Some people question determinism, and rightly so. If everything were truly going to happen regardless of personal opinion or choice, why do anything? The answer to that is simply, if you did nothing, that too would be your fate. Another valid criticism: if everyone's actions are predetermined, how can we incarcerate criminals? They have no complicity in their own acts. For what reason can we justify punishing them for things they have no control over? For that is another very good answer: false perceptions of free will generated by inability to perceive past or future beyond certain point. This false belief in free will is a necessary belief, one that keeps society functioning. Demolishing the common perception of free will would only lead to mass apathy and suicides. It is for this reason also that religion was created. Not for a sinister purpose, to subvert the minds of the masses, but to keep communities together and working. Without a reason to continue the daily struggle for life, many people will invariably come to the conclusion that life isn't worth living; it being simply nasty, brutish, and short. If the common folk believe that there is a mysterious and benevolent (sometimes) force testing them for a reward in a future life, the common folk will have incentive to live.
As I've always said, religion is the cornerstone of society itself. It gives direction to those who would otherwise disperse in disgust for fellow man, or pursue ends antithetical to others. By pointing this passion towards constructive goals, religion ensures the continued survival of the human race. Modern religion, however, has fallen some distance. The "moral majority" and fundamentalist Christians have totally forgotten what the bible, what religion itself is about. But I digress. Determinism is not an idle thing, to be toyed with in the mind as a possibility, it is a genuine worldview. It's also black and white. Either you believe in free will, or you believe in determinism, because the nature of the two preclude one another.

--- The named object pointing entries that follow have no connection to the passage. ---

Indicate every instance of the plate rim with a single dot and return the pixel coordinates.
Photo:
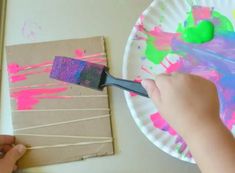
(174, 154)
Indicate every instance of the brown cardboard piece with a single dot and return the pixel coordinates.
(57, 126)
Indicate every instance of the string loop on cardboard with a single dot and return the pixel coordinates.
(62, 123)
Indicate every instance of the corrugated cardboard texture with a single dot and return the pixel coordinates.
(64, 126)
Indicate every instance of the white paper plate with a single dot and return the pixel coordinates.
(168, 14)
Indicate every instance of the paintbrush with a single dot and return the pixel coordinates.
(90, 75)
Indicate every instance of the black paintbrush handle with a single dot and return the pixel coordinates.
(125, 84)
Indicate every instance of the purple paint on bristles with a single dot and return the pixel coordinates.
(77, 72)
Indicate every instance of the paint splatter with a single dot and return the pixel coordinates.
(213, 60)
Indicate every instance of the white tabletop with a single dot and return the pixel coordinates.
(44, 20)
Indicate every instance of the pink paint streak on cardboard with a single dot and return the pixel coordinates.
(26, 99)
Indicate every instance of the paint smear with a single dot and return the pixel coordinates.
(27, 99)
(213, 60)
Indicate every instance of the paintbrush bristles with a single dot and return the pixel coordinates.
(77, 72)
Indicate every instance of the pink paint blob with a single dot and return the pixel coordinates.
(231, 122)
(160, 123)
(27, 99)
(79, 53)
(212, 75)
(201, 13)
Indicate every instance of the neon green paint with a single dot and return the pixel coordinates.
(224, 24)
(152, 53)
(202, 33)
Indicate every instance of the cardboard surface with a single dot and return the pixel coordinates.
(58, 122)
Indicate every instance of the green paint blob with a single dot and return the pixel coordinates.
(152, 53)
(224, 24)
(202, 33)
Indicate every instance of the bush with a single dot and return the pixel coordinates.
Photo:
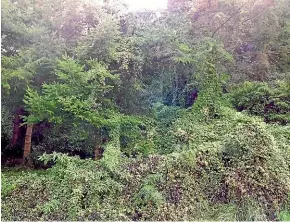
(271, 102)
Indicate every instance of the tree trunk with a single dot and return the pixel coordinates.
(98, 152)
(27, 144)
(98, 148)
(16, 126)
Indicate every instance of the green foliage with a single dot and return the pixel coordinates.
(271, 102)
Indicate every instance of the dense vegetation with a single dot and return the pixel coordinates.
(180, 114)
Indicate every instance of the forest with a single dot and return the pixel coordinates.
(174, 114)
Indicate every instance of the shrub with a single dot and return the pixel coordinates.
(271, 102)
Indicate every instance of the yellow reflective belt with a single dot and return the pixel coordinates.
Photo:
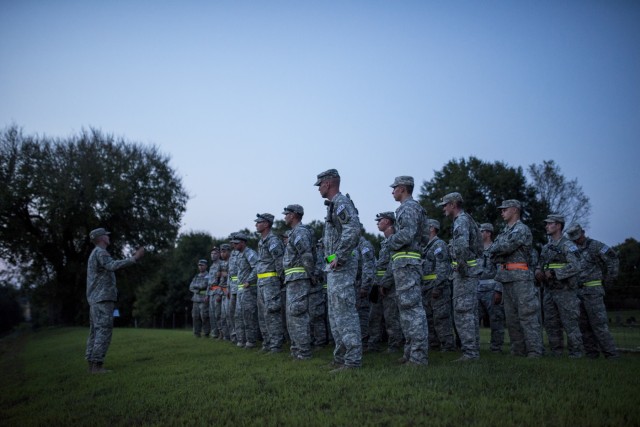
(267, 274)
(398, 255)
(593, 283)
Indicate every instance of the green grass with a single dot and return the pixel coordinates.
(167, 377)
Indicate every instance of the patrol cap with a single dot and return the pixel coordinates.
(264, 217)
(386, 215)
(451, 197)
(574, 232)
(330, 173)
(402, 180)
(555, 218)
(510, 203)
(487, 226)
(293, 208)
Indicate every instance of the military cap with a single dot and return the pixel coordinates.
(574, 232)
(331, 173)
(386, 215)
(264, 217)
(555, 218)
(293, 208)
(511, 203)
(433, 223)
(402, 180)
(486, 227)
(97, 233)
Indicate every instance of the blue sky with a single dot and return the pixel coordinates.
(252, 99)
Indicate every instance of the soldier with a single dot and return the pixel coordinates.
(436, 290)
(200, 310)
(558, 270)
(270, 272)
(299, 269)
(598, 265)
(247, 262)
(406, 257)
(465, 248)
(385, 288)
(341, 236)
(214, 293)
(490, 292)
(364, 281)
(512, 250)
(102, 295)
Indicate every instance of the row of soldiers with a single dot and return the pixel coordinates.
(419, 292)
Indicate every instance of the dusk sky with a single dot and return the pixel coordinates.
(251, 100)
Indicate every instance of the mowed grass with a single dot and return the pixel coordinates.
(168, 377)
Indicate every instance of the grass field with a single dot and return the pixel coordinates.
(167, 377)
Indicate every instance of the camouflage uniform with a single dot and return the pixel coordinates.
(341, 237)
(598, 263)
(299, 268)
(512, 250)
(487, 287)
(465, 284)
(102, 295)
(247, 279)
(436, 272)
(406, 256)
(200, 311)
(269, 269)
(364, 281)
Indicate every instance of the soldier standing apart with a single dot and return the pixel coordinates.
(102, 295)
(247, 279)
(214, 293)
(200, 310)
(465, 248)
(387, 295)
(436, 290)
(299, 267)
(512, 250)
(341, 236)
(490, 292)
(598, 265)
(269, 270)
(558, 270)
(406, 256)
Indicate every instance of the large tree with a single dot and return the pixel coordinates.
(561, 195)
(54, 191)
(483, 186)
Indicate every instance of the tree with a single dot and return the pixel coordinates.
(483, 186)
(54, 191)
(562, 196)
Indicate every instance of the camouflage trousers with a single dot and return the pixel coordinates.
(439, 318)
(465, 314)
(343, 316)
(269, 301)
(496, 317)
(562, 315)
(596, 336)
(100, 330)
(298, 320)
(318, 317)
(413, 319)
(200, 315)
(250, 314)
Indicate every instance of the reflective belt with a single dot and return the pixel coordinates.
(593, 283)
(412, 255)
(267, 274)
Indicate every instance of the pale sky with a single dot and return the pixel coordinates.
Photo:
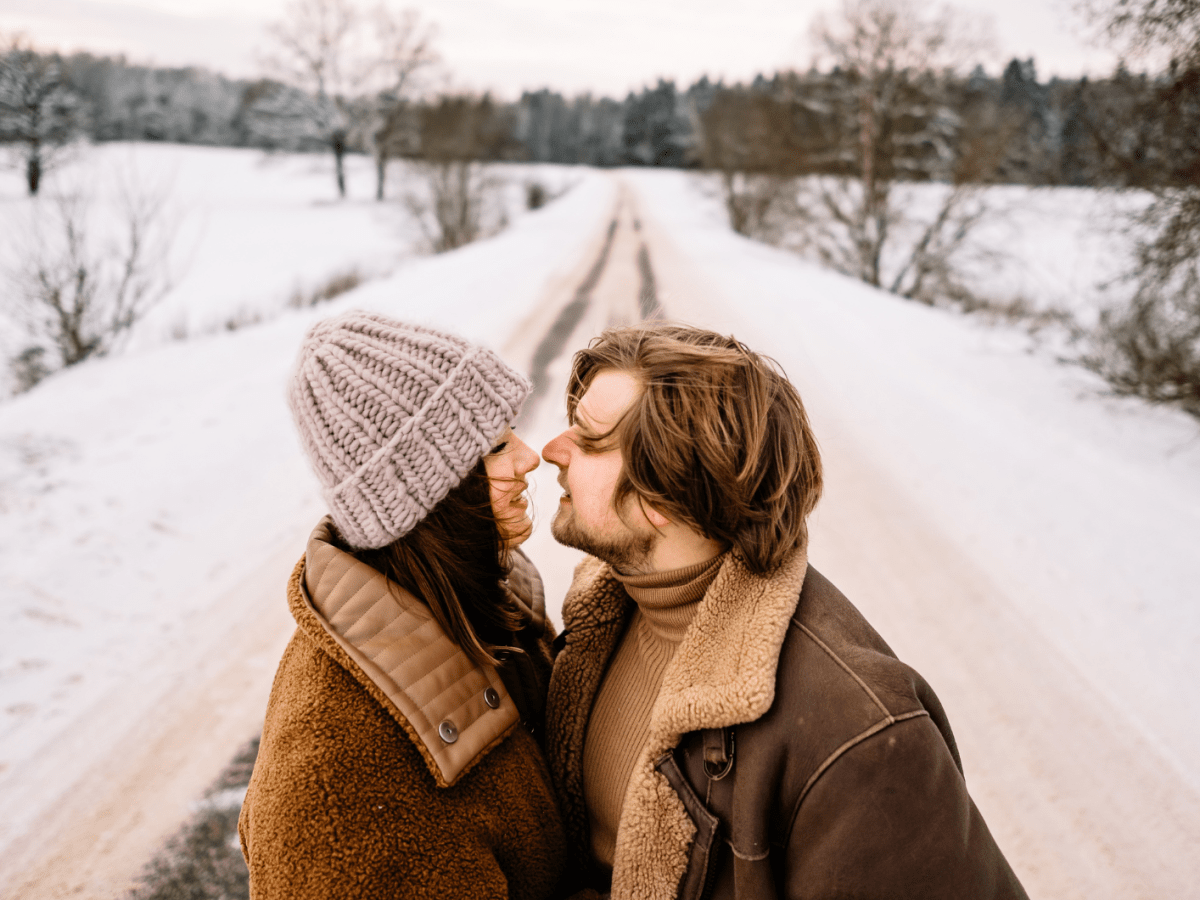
(606, 47)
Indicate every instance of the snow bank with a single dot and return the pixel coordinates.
(136, 489)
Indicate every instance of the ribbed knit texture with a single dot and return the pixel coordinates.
(621, 717)
(393, 417)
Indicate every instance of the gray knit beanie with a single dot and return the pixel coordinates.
(393, 417)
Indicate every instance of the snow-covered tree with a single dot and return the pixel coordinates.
(318, 48)
(1151, 347)
(403, 49)
(81, 287)
(39, 113)
(454, 198)
(894, 59)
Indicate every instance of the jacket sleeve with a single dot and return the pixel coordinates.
(891, 817)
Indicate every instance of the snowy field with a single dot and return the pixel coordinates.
(137, 489)
(249, 232)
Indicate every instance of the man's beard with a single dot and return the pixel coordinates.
(627, 552)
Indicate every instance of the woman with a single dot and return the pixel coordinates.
(399, 755)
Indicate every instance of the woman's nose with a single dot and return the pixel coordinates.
(555, 453)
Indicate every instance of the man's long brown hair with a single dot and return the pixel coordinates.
(717, 439)
(454, 561)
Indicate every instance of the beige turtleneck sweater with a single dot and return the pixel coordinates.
(621, 717)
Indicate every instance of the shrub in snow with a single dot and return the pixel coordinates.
(81, 283)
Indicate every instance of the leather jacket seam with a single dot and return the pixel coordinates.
(748, 857)
(877, 729)
(843, 665)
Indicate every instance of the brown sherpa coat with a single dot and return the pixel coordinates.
(357, 792)
(790, 754)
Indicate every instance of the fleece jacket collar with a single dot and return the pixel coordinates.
(721, 675)
(390, 642)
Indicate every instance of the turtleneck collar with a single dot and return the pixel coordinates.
(669, 600)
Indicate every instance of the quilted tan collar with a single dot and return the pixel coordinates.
(401, 654)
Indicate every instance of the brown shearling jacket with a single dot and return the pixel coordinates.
(791, 754)
(357, 792)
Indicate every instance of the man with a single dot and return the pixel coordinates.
(721, 720)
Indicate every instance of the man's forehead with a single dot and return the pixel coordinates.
(610, 394)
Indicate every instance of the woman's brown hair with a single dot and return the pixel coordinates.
(455, 561)
(718, 437)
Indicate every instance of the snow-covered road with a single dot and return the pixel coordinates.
(1024, 541)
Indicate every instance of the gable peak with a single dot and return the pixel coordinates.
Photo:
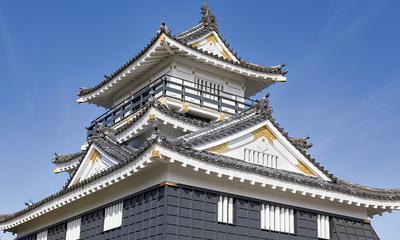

"What?" you ask, "How do they preclude each other? God has a plan, but also people have free will because God said so."
This is precisely the problem. If one can use free will, then God has no control over the actual thoughts or choices of that person. That person then becomes more powerful than God, as he is able to deny God his plans. Say, for example, one Samuel Davis was born in the late 1700s. God intended for him to join the revolutionary army and slay a particular British army captain that would ultimately demoralize the British army and help the revolutionaries win. If Samuel truly has free will, he can simply decide never to join the army, or become a Quaker or some such. This would throw God's plan out the window, leading to a situation which God hadn't intended and therefore not also foreseen. As you can see, free will negates both of God's major powers; omnipotence, as he can't change Samuel's mind, and omniscience, he wasn't aware of smauel's future treachery. This idea transforms God from a truly all knowing, all powerful being, to a demi-god, just as trapped by existence as the rest of us. Without free will, the plan would have gone off without a hitch, though it brings about another host of issues concerning Gods omnipotence.
At any rate, the Judeo-Christian concept of God is riddled with errors, inconsistencies and inaccuracies, a fact which churches have known and been waffling around for hundreds of years. The major reason I follow Taoism instead is because Tao seems like a much more logically complete concept (or really, lack of concept) of God.